Offen für Ergänzungen
Anders planen würde Familie Sigrist nicht, aber künftig noch einige Ergänzungen machen. So wurden im alten Ferkelaufzuchtstall nur die Lüftung erneuert, jedoch noch nicht die Roste. Und in Planung sei im ganzen Stall ein automatisiertes Einstreusystem, wo das betriebseigene Stroh gehäckselt, entstaubt und über ein Rohrsystem direkt in den Buchten verteilt werde.

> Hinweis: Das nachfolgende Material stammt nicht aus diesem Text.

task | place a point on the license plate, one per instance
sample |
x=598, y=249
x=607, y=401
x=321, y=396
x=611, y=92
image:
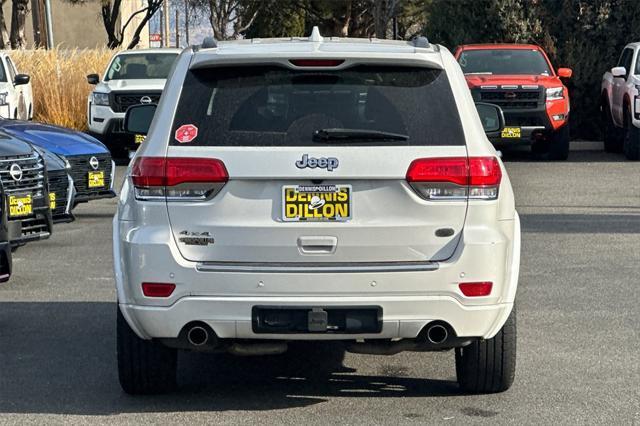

Denkbar sei künftig auch die Einzäunung des Schweinestalles, obwohl das Risiko der Übertragung der Afrikanischen Schweinepest durch Wildschweine gering sei, da ihre Tiere keinen Auslauf hätten. Abschliessend betont Sigrist, dass dank dem automatisierten Fütterungssystem und den ammoniakmindernden Massnahmen der Aufwand für Routinearbeiten kleiner geworden sei. So bleibe mehr Zeit für die Kontrolle der Tiere, und grundsätzlich sei er flexibler geworden mit den Stallzeiten. «Das ist auch für uns als Familie sehr wertvoll.»
Weitere Informationen: www.ammoniak.ch
Das Projekt
Das Zentralschweizer Ressourcenprojekt Ammoniak und Geruch startete 2021 und dauert bis 2026. Beteiligt sind die Landwirtschafts- und Umweltschutzämter der Zentralschweiz, die Gemeinde Hohenrain und die Bauernverbände. Realisiert werden Musterställe mit emissionsmindernden Massnahmen. Die beteiligten Betriebe werden dafür finanziell unterstützt. Bereits vorgestellt wurde letztes Jahr ein Musterstall für Rindvieh in Merlischachen SZ.
Besichtigung
Der erste Musterstall für Schweine im Rahmen des Ressourcenprojekts wird am 11. März ab 13.30 Uhr bei Familie Sigrist, Mühlematt, Ufhusen, vom Luzerner Bäuerinnen- und Bauernverband (LBV) präsentiert. Der Betriebsleiter und der Baucoach Markus Bucheli stellen den Betrieb vor, Fachleute informieren über das Projekt und über technische Massnahmen zur Ammoniakminderung. Für die Besichtigung ist eine Anmeldung bei Agrofutura nötig.